The number of people affected by the drought in southern Africa was growing faster than anticipated, with 1.6 million more people now facing the prospect of hunger and starvation, a senior United Nations official who recently travelled to the region said today.
UN Deputy Relief Coordinator Carolyn McAskie told a press briefing that a new set of assessment figures indicated that the number of people in the six countries worst-hit by the food shortages - Lesotho, Swaziland, Zambia, Malawi, Zimbabwe and Mozambique - had grown to 14.4 million people, up from 12. 8 million. Meanwhile, people in neighbouring countries such as Namibia, Angola and the Democratic Republic of the Congo were also starting to feel the effects of the dwindling supply.
Ms. McAskie was briefing the press at UN Headquarters in New York following her two-week mission to the region with the UN Special Envoy for the humanitarian crisis in southern Africa, James T. Morris, and other relief officials.

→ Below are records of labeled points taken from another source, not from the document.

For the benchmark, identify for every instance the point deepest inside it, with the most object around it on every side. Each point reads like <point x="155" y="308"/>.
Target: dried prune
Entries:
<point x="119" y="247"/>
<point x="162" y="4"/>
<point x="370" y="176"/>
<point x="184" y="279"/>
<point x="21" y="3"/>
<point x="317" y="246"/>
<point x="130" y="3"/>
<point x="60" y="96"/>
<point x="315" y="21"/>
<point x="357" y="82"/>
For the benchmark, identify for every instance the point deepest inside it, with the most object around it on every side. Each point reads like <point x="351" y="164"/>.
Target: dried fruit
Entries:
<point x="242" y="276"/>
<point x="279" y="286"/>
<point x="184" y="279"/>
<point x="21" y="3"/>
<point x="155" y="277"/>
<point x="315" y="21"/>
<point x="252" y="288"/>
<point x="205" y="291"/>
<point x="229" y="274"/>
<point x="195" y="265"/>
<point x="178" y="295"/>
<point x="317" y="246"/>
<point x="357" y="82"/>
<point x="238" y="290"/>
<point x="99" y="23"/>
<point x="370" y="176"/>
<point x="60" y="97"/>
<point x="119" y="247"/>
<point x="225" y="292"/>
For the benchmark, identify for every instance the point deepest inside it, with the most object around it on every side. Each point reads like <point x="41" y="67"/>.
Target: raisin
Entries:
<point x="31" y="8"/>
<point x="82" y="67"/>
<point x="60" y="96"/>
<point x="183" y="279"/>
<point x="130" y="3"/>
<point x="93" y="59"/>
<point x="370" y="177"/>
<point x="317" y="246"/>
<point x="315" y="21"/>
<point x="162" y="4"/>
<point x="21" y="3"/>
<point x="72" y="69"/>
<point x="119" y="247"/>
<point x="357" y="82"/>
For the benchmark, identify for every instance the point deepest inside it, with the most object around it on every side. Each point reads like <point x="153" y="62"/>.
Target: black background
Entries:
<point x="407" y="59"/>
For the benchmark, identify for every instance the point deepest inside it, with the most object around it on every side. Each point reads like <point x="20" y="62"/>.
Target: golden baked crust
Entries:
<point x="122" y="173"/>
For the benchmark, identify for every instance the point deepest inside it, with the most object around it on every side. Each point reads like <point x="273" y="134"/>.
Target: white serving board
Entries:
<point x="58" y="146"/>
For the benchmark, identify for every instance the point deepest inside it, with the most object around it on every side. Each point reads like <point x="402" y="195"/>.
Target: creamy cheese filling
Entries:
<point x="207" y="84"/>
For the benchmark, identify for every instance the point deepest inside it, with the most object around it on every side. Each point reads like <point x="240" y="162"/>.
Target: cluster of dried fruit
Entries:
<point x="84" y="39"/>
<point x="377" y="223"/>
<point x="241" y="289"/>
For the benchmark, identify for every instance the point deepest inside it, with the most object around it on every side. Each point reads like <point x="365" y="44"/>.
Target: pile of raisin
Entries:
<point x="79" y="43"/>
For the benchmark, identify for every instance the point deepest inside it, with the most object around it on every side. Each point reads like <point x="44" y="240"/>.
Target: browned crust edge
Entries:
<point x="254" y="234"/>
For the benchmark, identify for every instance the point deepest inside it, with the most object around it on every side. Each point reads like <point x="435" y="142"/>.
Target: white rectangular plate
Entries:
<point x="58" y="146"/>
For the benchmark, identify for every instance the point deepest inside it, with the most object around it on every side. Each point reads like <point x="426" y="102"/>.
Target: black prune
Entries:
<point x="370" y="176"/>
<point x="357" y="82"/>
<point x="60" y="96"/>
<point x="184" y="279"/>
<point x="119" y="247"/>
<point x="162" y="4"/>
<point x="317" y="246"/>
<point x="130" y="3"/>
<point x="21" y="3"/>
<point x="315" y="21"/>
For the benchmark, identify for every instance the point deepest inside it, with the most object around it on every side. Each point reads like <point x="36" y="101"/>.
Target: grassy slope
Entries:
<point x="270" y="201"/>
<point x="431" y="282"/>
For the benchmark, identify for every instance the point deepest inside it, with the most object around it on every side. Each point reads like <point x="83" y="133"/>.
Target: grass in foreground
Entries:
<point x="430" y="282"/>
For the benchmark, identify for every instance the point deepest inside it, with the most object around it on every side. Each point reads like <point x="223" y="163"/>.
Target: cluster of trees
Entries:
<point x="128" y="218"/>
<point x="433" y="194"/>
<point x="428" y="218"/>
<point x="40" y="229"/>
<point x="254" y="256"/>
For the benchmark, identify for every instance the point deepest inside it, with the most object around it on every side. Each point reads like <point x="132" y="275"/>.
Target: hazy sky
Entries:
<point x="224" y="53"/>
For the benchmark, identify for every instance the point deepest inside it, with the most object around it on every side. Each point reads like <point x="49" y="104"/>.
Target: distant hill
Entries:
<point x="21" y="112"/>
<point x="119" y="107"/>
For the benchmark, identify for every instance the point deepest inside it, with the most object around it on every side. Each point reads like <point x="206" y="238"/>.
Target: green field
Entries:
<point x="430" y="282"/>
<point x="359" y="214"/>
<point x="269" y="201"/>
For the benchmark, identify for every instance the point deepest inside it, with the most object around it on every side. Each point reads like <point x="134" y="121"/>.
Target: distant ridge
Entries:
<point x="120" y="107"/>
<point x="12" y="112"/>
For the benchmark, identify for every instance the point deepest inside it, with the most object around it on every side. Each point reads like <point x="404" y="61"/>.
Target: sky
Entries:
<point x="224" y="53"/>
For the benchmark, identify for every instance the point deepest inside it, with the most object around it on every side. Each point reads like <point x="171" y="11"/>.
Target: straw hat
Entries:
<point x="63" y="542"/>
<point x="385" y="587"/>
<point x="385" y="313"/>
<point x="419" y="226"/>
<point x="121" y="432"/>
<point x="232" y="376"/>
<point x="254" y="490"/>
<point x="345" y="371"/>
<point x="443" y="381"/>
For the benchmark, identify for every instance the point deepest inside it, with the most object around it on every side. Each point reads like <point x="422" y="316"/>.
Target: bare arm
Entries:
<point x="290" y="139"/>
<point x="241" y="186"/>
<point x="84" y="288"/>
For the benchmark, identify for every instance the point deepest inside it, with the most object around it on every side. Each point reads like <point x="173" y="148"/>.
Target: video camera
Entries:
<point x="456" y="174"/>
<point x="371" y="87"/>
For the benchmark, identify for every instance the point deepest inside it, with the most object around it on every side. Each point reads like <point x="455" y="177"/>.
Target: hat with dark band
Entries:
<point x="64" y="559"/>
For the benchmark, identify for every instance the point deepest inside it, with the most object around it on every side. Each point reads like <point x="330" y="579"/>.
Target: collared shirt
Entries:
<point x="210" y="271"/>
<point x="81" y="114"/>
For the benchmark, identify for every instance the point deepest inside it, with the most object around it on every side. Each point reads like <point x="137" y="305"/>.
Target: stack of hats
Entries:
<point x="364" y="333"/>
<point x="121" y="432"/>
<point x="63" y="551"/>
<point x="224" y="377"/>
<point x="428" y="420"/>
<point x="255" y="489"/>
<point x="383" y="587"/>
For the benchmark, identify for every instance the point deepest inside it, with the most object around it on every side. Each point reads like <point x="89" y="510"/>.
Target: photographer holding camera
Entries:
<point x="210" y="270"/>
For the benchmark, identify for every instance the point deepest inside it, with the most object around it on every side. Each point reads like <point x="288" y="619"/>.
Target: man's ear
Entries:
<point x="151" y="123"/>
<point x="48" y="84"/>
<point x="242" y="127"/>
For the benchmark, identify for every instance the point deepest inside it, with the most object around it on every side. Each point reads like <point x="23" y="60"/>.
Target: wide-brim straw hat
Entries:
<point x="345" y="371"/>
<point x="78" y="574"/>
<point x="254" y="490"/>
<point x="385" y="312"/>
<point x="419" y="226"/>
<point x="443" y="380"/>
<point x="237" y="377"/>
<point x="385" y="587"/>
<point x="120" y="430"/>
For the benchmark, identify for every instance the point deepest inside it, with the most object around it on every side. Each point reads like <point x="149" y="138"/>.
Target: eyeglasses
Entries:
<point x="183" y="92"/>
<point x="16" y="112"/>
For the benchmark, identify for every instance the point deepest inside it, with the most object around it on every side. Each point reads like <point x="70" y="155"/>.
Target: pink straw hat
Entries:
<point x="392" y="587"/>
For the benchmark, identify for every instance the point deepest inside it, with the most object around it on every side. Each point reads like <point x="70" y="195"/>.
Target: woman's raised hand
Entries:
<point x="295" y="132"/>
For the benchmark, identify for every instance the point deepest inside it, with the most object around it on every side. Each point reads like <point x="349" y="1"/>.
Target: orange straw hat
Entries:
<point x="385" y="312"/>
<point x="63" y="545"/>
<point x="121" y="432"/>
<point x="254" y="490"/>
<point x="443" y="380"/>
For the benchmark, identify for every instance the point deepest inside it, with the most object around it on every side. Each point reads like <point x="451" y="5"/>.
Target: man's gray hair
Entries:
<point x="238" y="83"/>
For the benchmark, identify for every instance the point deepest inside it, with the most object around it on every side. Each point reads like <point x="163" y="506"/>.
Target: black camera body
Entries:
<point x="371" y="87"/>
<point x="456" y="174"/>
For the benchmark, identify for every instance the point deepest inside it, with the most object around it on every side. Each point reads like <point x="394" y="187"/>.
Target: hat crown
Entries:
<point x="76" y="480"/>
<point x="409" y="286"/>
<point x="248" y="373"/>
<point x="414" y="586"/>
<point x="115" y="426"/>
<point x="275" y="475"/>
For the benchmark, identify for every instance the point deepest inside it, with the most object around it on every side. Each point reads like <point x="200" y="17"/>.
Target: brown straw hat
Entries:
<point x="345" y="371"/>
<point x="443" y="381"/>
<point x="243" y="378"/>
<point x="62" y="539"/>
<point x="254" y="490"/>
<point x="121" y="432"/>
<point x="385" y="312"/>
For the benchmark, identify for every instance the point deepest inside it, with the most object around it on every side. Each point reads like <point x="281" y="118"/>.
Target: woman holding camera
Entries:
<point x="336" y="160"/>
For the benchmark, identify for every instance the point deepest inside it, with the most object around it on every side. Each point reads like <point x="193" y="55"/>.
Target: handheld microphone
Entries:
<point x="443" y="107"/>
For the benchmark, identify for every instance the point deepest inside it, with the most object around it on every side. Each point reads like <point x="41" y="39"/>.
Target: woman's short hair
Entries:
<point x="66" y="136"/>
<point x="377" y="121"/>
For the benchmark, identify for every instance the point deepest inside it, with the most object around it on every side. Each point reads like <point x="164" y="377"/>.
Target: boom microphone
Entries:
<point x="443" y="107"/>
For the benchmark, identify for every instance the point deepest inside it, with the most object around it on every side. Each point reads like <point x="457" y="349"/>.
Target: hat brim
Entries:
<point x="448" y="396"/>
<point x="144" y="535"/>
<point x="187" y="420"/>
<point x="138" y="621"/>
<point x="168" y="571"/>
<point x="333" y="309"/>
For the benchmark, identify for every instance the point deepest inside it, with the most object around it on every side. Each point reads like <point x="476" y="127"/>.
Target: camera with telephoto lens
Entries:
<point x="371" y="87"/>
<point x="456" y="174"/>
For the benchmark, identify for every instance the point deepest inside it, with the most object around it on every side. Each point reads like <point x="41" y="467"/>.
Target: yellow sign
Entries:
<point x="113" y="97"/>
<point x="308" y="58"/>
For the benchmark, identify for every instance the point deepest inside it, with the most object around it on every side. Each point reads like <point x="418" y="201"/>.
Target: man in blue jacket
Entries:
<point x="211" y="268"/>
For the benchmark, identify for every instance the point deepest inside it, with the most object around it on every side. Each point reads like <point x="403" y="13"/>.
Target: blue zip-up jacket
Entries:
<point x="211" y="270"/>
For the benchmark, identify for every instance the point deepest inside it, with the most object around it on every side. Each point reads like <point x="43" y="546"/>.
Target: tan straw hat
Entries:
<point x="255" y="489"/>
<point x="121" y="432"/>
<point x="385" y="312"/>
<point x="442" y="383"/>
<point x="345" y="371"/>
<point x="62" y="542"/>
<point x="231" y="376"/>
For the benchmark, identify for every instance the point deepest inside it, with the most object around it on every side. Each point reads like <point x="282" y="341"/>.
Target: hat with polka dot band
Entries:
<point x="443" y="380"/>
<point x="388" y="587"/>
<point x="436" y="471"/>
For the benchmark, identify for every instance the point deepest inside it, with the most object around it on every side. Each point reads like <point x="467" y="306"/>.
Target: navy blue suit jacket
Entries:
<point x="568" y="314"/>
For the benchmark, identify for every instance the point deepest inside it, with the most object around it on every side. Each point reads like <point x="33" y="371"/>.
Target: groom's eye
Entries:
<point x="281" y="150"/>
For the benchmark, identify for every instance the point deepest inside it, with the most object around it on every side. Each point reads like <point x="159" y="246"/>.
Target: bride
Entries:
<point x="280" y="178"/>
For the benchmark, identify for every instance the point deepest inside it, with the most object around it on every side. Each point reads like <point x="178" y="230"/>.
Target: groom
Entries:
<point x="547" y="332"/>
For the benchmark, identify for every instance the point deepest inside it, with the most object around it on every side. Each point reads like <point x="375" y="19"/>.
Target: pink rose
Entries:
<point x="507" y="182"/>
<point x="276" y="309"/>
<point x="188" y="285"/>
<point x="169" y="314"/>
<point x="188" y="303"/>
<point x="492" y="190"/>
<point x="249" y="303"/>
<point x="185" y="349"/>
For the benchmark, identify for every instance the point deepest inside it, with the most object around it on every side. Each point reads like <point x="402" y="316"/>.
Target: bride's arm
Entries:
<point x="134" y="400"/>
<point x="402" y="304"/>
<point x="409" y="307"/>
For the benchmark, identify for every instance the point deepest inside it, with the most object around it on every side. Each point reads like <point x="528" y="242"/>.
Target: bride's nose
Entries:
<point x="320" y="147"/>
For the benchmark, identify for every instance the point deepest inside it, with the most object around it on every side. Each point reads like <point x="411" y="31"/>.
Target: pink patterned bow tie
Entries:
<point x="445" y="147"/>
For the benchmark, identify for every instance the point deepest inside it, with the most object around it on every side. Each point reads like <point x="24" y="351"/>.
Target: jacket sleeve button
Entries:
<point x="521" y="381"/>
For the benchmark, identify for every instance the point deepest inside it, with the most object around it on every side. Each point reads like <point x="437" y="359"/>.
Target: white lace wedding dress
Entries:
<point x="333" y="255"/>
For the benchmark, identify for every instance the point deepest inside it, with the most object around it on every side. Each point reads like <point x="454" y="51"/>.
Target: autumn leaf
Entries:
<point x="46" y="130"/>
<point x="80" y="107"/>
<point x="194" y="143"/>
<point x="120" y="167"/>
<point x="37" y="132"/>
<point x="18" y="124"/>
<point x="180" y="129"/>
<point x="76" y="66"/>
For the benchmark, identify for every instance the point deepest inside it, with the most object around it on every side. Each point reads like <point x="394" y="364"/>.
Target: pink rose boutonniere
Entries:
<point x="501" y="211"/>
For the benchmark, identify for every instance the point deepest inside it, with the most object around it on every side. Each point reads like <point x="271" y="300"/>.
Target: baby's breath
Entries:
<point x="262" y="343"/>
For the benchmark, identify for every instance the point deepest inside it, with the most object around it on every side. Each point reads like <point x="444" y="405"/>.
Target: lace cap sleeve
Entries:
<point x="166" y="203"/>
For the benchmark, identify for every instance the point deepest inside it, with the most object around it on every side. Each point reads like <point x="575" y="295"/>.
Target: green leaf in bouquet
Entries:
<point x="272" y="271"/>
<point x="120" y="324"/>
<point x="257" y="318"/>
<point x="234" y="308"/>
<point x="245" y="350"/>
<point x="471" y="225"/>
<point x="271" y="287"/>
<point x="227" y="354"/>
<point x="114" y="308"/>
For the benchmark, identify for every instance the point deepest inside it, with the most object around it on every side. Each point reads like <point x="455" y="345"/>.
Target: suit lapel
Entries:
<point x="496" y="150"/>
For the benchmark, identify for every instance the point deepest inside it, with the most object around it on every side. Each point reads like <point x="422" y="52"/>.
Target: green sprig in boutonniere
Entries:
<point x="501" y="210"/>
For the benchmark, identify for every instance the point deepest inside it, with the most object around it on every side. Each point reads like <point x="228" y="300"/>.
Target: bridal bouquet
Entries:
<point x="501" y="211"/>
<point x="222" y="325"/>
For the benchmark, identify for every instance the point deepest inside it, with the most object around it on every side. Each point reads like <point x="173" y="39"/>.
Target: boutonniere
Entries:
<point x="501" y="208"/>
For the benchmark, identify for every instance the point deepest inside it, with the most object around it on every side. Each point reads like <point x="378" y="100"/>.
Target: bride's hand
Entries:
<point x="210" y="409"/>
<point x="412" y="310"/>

According to Ms. McAskie, the crisis resulted from a combination of three factors. Drought and erratic rainfall affected the main food staple - maize - as that crop required the right amount of rain at the right time. The affected countries also wrestled with a development crisis, as they had serious problems in terms of agricultural, health and educational capacities. Compounding matters was the HIV/AIDS crisis.
"Not until you go there, do you realize how terribly devastating it is," she said. The report of the Special Envoy, to be ready in a few days, would indicate that the current crisis was "a crisis like none other."
The UN has appealed for $611 million, of which $507 million was for food and $105 million for interventions in the health, nutrition and agriculture sectors, Ms. McAskie said, adding that while she was confident reasonable amounts of food aid could be provided, there would probably still be a shortage of close to a million metric tons.
As for the issue of genetically modified organisms (GMOs), Ms. McAskie said five of the six countries she had visited had agreed to accept GMOs, provided it was milled before contribution. The Governments had accepted that the food was fit for human consumption but did not want the grains to take root in their land. The food must also meet the standards of the United Nations and the UN World Food Programme (WFP) and be certified safe for consumption in the donating country.